Posttransplantation Lymphoproliferative Disorder after Liver Transplantation in Pediatric Patients: Report from a Single-center Over 21 Years.
- Author:
Jung Hwa LEE
1
;
Jae Sung KO
;
Jeong Kee SEO
;
Nam Joon YI
;
Kyung Suk SUH
;
Kuhn Uk LEE
;
Gyeong Hoon KANG
Author Information
1. Department of Pediatrics, Seoul National University College of Medicine, Seoul, Korea. jkseo@snu.ac.kr
- Publication Type:Original Article
- Keywords:
Posttransplantation lymphoproliferative disorder (PTLD);
Pediatric liver transplantation
- MeSH:
Antibodies, Monoclonal, Murine-Derived;
Biopsy;
Burkitt Lymphoma;
Child;
Diarrhea;
Fever;
Ganciclovir;
Herpesvirus 4, Human;
Humans;
Immunosuppressive Agents;
Liver;
Liver Transplantation;
Lymphoproliferative Disorders;
Medical Records;
Precursor Cell Lymphoblastic Leukemia-Lymphoma;
Prevalence;
Retrospective Studies;
Risk Factors;
Sepsis;
Transplants;
Viral Load;
Rituximab
- From:Korean Journal of Pediatric Gastroenterology and Nutrition
2009;12(2):199-206
- CountryRepublic of Korea
- Language:Korean
-
Abstract:
PURPOSE: To analyze the clinical spectrum of posttransplantation lymphoproliferative disorder (PTLD) after liver transplantation in children. METHODS: From January 1988 to June 2009, we retrospectively reviewed the medical records of 8 PTLD cases among 148 pediatric patients underwent liver transplantation. The age at transplantation, time of presentation after transplantation, clinical manifestations, histologic diagnosis, results of EBV (Epstein-Barr virus) assessments, managements and outcomes of PTLD were investigated. RESULTS: The prevalence of PTLD in liver transplant pediatric recipients was 5.4% (8 of 148). The mean age of patients was 25.4+/-21.3 months (range 10 to 67 months). Seven of 8 patients (87.5%) underwent liver transplantation before 1 year of age. The common clinical presentations were persistent fever (8 of 8, 100%) and bloody diarrhea (6 of 8, 75%). PTLD was diagnosed with gastrointestinal endoscopic biopsies in five patients and surgical biopsies in three.
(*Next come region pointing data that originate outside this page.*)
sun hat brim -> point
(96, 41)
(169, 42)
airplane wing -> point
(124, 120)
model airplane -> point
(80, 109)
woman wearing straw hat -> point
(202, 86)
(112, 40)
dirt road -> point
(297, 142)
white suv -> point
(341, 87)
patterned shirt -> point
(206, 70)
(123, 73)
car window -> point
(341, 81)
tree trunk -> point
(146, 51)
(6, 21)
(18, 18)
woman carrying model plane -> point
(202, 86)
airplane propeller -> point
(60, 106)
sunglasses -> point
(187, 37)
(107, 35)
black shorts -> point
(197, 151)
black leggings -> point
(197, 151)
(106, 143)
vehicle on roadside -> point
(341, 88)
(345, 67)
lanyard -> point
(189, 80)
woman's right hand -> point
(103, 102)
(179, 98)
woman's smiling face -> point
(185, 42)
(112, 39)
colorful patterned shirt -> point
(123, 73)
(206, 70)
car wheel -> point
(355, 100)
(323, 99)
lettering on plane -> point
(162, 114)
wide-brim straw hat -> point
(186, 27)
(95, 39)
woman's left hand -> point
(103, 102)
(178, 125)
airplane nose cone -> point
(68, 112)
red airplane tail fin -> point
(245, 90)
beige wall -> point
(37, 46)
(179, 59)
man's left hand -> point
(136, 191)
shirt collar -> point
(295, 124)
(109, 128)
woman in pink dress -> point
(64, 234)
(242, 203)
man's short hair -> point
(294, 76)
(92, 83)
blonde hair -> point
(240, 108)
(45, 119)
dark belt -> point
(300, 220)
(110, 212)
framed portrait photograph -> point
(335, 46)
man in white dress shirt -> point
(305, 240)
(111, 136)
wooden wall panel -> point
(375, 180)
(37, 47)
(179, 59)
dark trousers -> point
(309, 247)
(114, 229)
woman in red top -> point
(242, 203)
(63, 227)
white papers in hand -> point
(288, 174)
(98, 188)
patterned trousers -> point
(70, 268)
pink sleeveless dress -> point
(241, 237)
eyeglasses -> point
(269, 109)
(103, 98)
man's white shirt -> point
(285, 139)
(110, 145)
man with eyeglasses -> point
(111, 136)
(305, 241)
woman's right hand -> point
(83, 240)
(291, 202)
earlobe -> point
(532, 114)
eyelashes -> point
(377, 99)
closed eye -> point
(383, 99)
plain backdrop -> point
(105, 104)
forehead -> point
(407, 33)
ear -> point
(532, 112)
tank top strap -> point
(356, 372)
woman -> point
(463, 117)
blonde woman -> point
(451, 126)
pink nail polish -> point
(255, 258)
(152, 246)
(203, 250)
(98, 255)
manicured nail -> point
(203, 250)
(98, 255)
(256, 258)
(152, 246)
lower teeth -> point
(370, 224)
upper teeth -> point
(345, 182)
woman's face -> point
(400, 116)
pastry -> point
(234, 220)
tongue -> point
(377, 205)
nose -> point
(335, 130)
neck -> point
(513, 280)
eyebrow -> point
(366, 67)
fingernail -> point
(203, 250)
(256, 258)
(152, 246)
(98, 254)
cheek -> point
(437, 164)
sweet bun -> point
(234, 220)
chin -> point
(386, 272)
Histologic findings showed early lesion in three patients, polymorphic in two, and monomorphic in three. Burkitt lymphoma and lymphoblastic lymphoma were found in two of 3 monomorphic patients. Seven of 8 patients were found with EBV-positive. Eight patients were treated with dose reduction of immunosuppressants and infusion of ganciclovir. Rituximab was added to four patients. PTLD were successfully managed in all patients except one who died of sepsis during chemotherapy. CONCLUSION: Major risk factor of PTLD was to undergo liver transplantation before 1 year of age. Continuous monitoring for EBV viral load and gastrointestinal endoscopic biopsy may be useful to early detection of PTLD.